The first shoots of new development are emerging from the brownfields of North Kent. Building’s technical editor wonders if he’d ever be tempted to leave Greenwich for Ebbsfleet

It’s hotting up down in the Thames Gateway. Journalists were recently treated to a trip around a completed Ebbsfleet Station in North Kent, and now we have the news that Countryside Properties and Land Securities have won planning permission for the first phase of development in Ebbsfleet Valley.

Does this herald a brave new world of a stress-free 17-minute commute into London during the week and quiet residence in a quasi-rural paradise at the weekends? Well maybe if you are prepared to wait 20 years.

The commuting bit looks promising as the station is looking complete. But the snag is the platforms aren’t finished which doesn’t really matter as the first Eurostar trains won’t stop here until November next year. Even then London city folk will be disappointed to learn they will have to squeeze onto one of twelve daily Eurostar trains as a dedicated high-speed commuter service doesn’t come into operation until 2009.

Instead Ebbsfleet is going to be a place to commute to rather than from. Parking for 9,000 cars has been provided because Eurostar see Ebbsfleet as a catchment area for 10 million people. The hope is people will drive around the M25 to Ebbsfleet rather than Stanstead, Heathrow or Gatwick. I have to confess it occurred to me that it will be much easier to drive to Ebbsfleet from my home in South East London rather than struggling with luggage and the kids on the tube all the way up to St Pancras International.

What about those houses? Well it’s a start, but there is a very long way to go. I visited Land Securities Observatory, which isn’t for gazing at the heavens but for peering out over the Thames Gateway. Indeed you can see everything traditionally associated with the area: power stations spewing forth; docks; pylons strutting off into the distance; the QE2 Bridge; Bluewater and plenty of post-war down-at-heel housing.

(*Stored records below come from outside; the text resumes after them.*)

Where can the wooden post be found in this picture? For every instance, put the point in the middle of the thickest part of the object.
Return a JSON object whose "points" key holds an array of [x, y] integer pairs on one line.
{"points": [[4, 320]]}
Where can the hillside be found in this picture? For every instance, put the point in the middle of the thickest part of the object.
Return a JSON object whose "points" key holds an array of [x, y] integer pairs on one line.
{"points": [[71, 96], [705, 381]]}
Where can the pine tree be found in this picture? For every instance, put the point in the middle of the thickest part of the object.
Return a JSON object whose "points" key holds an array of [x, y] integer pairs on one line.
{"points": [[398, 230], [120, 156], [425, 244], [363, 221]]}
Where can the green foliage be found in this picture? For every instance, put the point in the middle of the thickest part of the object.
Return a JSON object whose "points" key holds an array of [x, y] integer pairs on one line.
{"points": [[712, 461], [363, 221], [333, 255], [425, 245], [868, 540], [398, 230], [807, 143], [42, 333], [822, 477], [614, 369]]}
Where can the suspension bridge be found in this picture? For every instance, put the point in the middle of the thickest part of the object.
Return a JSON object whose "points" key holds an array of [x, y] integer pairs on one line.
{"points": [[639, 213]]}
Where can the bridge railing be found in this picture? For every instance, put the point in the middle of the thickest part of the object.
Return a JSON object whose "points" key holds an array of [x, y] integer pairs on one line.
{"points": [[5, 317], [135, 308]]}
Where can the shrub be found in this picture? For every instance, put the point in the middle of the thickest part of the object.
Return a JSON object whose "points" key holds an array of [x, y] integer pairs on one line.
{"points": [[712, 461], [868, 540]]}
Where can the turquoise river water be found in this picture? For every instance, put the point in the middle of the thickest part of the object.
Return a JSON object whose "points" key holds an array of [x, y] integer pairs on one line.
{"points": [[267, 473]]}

But the main event is right in front of me in the Eastern Quarry, a huge earthworks package is in progress preparing the ground for 6,250 homes. Over to the East is Ebbsfleet Valley where work can now start on those 388 homes, which have just won planning permission. Still if you are thinking about a new life in Ebbsfleet take comfort from Canary Wharf, which went from grot to boom city in 15 years. And if things don’t work out, Paris is only 2hrs 5 minutes away.